Due to recent circumstances, I am experiencing a great deal of stress. With so many challenges going on at once, I am struggling to remain hopeful, rational, and calm. I am overwhelmed. I have an exorbitant amount of anxiety and fear and helplessness. To be honest, most days I struggle to hold it together. I busy myself by taking care of tasks that help reduce some of the worry; but at this time, nothing simple can be done to quicken a resolution. I am trying to trust that nothing lasts forever, and everything will be all right in the end. Frankly, I am not doing a stellar job.
Feeling helpless accompanied with limited options is my personal nightmare. I know everyone has freewill, but it is complicated. I have a precious daughter who needs her mother to make good choices; because in the end, my decisions will significantly impact her as well. The current situations weigh heavily on me, and I am tired. I am tired of trying to predict the future, to constantly be advocating for my daughter’s needs, to never be able to turn off my thoughts, and to always be anticipating the next disaster. Right now, taking a break and shifting gears feels impossible. I am attempting to breathe calmly as I desperately try to release my white-knuckled grip on situations that I have no control over. Truthfully, I am not having much success in this area either.
As dark and isolating as it has been, I also realize that I am blessed. I am surrounded by an amazing community of support. They are making life bearable. They listen, offer advice, and provide assistance when possible. My daughter has brought these amazing people into our lives, and I am forever grateful.
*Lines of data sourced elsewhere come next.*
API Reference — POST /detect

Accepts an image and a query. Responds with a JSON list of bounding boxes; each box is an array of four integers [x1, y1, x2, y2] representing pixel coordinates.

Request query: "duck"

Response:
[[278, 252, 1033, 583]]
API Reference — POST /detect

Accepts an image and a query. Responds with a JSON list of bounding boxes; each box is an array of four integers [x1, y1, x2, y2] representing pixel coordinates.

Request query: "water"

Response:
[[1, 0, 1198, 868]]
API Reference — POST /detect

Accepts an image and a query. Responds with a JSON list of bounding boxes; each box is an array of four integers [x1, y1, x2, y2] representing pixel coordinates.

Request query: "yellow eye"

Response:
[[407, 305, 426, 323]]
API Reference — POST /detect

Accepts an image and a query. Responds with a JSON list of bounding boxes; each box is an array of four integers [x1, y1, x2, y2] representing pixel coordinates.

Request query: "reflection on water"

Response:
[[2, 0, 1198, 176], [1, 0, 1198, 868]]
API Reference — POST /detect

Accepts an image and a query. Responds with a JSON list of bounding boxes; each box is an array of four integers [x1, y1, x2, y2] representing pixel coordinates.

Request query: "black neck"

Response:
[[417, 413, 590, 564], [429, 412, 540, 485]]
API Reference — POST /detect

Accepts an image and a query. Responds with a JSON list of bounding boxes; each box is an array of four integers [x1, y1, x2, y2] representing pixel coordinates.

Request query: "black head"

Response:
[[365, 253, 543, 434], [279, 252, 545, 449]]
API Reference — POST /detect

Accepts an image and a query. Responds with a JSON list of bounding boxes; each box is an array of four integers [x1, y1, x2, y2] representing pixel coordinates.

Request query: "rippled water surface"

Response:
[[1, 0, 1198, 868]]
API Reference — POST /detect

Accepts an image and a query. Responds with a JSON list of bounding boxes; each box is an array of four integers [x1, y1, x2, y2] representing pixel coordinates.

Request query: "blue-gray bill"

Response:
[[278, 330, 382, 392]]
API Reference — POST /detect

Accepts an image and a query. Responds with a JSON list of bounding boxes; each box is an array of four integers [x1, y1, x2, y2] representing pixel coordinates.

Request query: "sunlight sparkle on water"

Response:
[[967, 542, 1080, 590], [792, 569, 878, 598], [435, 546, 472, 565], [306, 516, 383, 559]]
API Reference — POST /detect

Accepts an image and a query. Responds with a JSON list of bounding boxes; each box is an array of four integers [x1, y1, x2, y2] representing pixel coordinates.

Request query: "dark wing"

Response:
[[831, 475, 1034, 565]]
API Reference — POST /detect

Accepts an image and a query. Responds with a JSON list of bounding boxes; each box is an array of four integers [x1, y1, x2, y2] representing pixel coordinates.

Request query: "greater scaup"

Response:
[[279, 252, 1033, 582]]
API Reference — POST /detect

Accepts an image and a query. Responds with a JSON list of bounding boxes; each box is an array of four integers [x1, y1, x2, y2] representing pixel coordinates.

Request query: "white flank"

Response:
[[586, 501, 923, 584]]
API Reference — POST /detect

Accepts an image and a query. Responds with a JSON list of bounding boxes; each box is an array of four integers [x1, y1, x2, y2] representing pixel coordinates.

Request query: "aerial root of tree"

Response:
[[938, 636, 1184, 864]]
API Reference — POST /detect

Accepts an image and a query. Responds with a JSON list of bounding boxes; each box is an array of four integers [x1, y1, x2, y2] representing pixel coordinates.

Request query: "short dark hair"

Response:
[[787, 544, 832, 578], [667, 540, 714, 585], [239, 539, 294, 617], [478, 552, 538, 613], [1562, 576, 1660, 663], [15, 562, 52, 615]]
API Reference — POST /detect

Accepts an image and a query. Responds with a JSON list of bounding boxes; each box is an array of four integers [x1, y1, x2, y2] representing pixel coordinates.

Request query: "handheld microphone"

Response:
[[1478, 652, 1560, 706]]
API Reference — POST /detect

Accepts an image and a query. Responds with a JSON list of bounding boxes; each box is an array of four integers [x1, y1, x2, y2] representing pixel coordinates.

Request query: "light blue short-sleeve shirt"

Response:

Life is a collection of ebbs and flows. My goal is not only to navigate through the muck, but also do it with a sense of grace. My daughter may not be aware of the reasons, but there is no denying that she is aware of the turbulence. Rather than ignore her feelings, I am trying to help her understand them. I am teaching her to feel her emotions, not stifle or ignore them. I am recovering from years of not dealing with feelings that have taken a physical and emotional toll on my health. I do not want to pass this trait on to her.
I hope that my daughter will handle distress and disappointment as I am trying to do now, unlike my previous methods of making rash decisions, losing my temper, or crawling into a ball and shutting out the world. I don’t have the luxury to pretend all is well. She’s too smart. I am aware of how my behavior could be perceived and interpreted by a sweet, impressionable, young girl. By the end, I may have a few more gray hairs and a slightly elevated blood pressure, but I will be proud of how I conducted myself. This too will pass…as soon as its purpose is served.